A spokesman at the Indian Consulate said the letter, delivered January 24, was among messages Ho sent to a number of governments including France.
The letter, expressing interest in peace moves, spurred hopes for an end to the deadly conflict.” Bombings in North Vietnam were resumed January 31; why were the January 24th letters ignored?
President Johnson has made it clear that he will accept peace only if it is based on the unconditional surrender of the National Liberation front. In testimony before the Senate Foreign Relations Committee, according to the New York Times of February 20, General Maxwell D. Taylor said that the objective of the United States was to apply enough military power to force the Communists to accept an independent and non-communistic South Vietnam. Yet in the same issue, the Times points out that “the Vietcong hold military control of more than half of the countryside and strong political influence over at least a third of the people. To expect the Cong to yield these gains is, in effect, a demand for their unconditional surrender.”
Not only has the Administration refused to consider the idea that the NLF might participate in a post-war coalition government; it has also rejected the idea of NLF representation at any peace conference. And yet, according to Senator Fulbright, “Without clear assurance that they would be permitted to be party to a peace conference and to take part in elections, the Vietcong has no alternative but to continue fighting.”

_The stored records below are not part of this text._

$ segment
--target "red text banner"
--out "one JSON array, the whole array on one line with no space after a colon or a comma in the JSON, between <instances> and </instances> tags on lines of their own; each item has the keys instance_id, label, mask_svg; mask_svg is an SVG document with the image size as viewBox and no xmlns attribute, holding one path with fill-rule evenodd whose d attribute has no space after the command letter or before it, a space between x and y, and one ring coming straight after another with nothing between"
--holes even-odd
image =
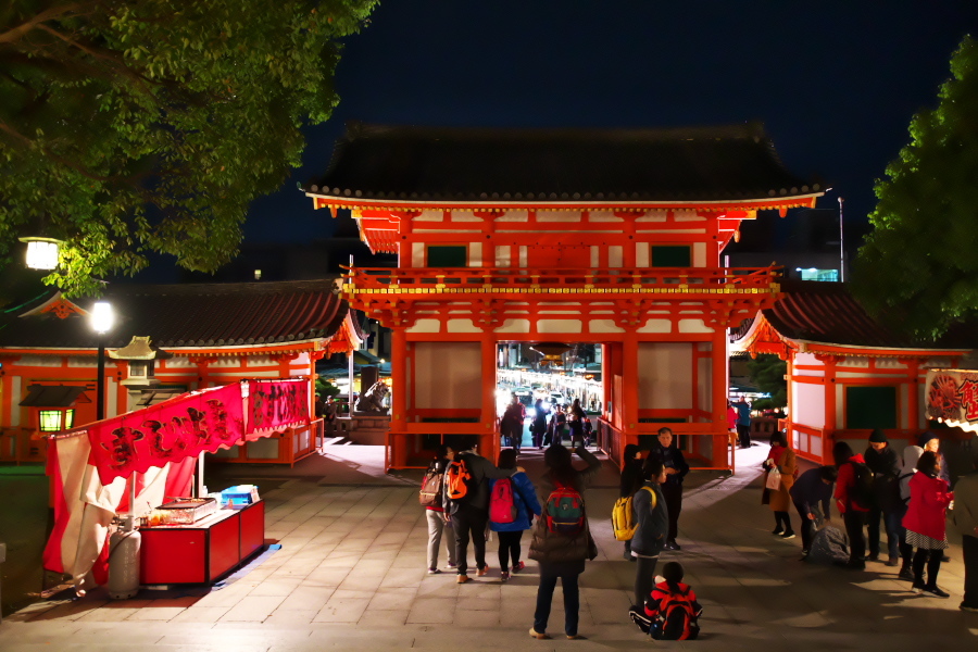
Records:
<instances>
[{"instance_id":1,"label":"red text banner","mask_svg":"<svg viewBox=\"0 0 978 652\"><path fill-rule=\"evenodd\" d=\"M91 462L108 485L134 472L237 443L244 436L241 386L184 394L87 429Z\"/></svg>"},{"instance_id":2,"label":"red text banner","mask_svg":"<svg viewBox=\"0 0 978 652\"><path fill-rule=\"evenodd\" d=\"M309 423L309 383L305 380L249 383L248 431Z\"/></svg>"}]
</instances>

It is untrue that the National Liberation Front and Hanoi are unwilling to negotiate. According to the Detroit Free Press of February 17, “the peace efforts of U Thant, Secretary General of the United Nations, have disclosed Hanoi’s three basic requirements for negotiations. First of these is a new pause in the United States bombing of North Vietnam. The second requirement for negotiation would be an indication that the United States has discontinued the ‘escalation’ of the ground war in South Vietnam... North Vietnam apparently would be influenced toward talks if the reinforcements by military units ended or even, perhaps, if replacements for existing units were halted. Finally, North Vietnam would require some firm assurance, public or private, that the United States and South Vietnamese governments would accept the presence of representatives.”
These demands are not unreasonable. It is only the indefensible intransigence of the United States government which necessitates the escalation and expansion of our intervention in Vietnam. United States peace offers are not unconditional when they demand the precondition of the surrender of the NLF. The NLF is not intransigent when it refuses to participate in negotiations to ratify its own surrender.
Only when our government truly recognizes the right of all the Vietnamese people to self-determination and halts entirely its illegal military intervention in Vietnam, will this war be ended. For these reasons, I am opposed to current American policy in Vietnam.